彼女が砂の上の体勢から、弱々しく親指を立てた。
「ナイス……チームワーク……」
「待て……水が弱点なら……そもそもどうやって海から出てきたんだ? 常に溺れてるべきじゃないのか?」
「海のボスですから」ユミズキが説明した。「ボスには別のルールがあります」
「どんなルールだよ!? 具体的に、どんなルール!?」
「ボスのルールです。当然でしょう」
フユネの隣の砂の上に座り込んだ。
「海のボス。鱗だらけ。恐ろしい」
おそらく、それだけしか書かなかったのだろう。鰓なし、一貫した呼吸器系なし、いかなる論理もなし。
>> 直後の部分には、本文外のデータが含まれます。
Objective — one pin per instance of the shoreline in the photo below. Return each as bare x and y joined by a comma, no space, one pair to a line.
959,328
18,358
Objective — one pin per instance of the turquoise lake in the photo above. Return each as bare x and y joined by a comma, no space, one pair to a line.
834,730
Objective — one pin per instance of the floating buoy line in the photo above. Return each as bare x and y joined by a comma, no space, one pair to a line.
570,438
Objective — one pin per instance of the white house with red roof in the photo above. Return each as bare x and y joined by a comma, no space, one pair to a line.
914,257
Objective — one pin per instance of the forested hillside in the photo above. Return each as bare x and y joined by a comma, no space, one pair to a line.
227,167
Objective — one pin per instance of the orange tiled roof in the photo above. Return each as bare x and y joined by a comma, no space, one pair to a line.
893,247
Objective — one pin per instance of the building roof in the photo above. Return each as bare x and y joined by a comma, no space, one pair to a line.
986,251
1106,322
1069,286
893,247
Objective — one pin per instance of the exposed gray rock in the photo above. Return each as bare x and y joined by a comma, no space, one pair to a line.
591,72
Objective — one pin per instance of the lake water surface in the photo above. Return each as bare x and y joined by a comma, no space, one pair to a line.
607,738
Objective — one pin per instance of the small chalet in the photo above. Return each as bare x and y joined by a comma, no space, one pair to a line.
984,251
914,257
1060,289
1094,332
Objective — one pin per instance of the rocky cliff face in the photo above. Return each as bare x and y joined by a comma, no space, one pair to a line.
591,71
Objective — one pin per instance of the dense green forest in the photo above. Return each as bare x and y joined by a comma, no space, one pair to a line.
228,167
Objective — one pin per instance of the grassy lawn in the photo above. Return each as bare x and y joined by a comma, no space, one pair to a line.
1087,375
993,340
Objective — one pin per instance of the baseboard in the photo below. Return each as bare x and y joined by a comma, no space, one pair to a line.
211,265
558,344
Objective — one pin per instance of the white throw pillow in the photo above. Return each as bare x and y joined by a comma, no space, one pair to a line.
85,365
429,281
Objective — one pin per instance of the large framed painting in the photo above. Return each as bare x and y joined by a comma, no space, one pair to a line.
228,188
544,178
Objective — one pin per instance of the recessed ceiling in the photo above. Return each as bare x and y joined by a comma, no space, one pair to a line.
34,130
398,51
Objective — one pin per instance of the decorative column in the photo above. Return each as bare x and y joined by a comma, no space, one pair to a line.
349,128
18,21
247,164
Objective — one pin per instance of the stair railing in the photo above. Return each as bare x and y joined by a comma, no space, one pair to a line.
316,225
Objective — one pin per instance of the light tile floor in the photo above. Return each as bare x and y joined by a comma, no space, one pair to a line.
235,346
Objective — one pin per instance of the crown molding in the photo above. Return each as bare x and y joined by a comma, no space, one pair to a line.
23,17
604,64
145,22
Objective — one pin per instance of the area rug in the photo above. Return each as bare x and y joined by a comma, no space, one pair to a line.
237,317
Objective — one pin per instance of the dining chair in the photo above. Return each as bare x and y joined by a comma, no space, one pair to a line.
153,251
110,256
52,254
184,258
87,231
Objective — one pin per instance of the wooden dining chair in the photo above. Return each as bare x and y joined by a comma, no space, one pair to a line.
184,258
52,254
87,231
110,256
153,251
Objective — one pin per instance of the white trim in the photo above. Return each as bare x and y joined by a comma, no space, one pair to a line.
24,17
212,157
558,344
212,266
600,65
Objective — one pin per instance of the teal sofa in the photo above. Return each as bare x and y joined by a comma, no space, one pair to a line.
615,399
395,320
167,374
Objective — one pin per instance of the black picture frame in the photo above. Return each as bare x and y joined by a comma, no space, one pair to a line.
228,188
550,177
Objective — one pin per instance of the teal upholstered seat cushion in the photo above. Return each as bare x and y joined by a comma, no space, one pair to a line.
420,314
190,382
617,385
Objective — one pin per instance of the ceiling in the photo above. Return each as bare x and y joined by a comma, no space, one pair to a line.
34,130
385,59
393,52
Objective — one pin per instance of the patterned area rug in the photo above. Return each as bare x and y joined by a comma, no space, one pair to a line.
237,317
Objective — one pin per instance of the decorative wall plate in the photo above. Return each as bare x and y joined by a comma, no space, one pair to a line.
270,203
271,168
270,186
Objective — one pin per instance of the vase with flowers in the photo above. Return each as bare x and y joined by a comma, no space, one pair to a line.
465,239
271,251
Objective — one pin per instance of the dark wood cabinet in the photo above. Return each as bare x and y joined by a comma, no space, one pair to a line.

結果:水中で生きているが口に水が入ると溺れる、鰓のない海棲生物。
物理法則が隅で泣いていた。
「せめて……」前向きな何かを探し始めた。「せめて経験値は手に入ったんだよな?」
【獲得EXP:50】
【現在のレベル:1】
【レベル2まで:1,000,000】
百万。
レベル2になるのに百万の経験値が必要。
「当然だよな……当然! もちろんそうだ!」
ユミズキが近づいてきて、立ち上がるのを手伝おうと手を差し出した。
「良い戦いでした。ギルドに報告すべきですね」
「ああ。自分の生息環境で溺れた海のボスを倒したって報告するんだな。きっと何も気まずい質問は出ないだろうよ」
「どうして質問が出るんですか?」彼女が尋ねた。「海のボスはそういう仕組みです」
「そうだな。もちろんそうだ」立ち上がって砂を払い落とした。「誰か説明してくれないか? なんであいつは50しかEXPをくれないのに、俺はレベルアップに百万も必要なんだ?」
「誰も。完璧だ。村に戻ろう」
ユミズキがインベントリから魔法のように出現したロープを使って海のボスの死骸を引きずる間、俺はフユネを背負った。
他にどれだけの生物学的異常を、気づかずに作り出してしまったのだろう?
そしてもっと重要なことに:それらを発見するまで生き延びられるのだろうか?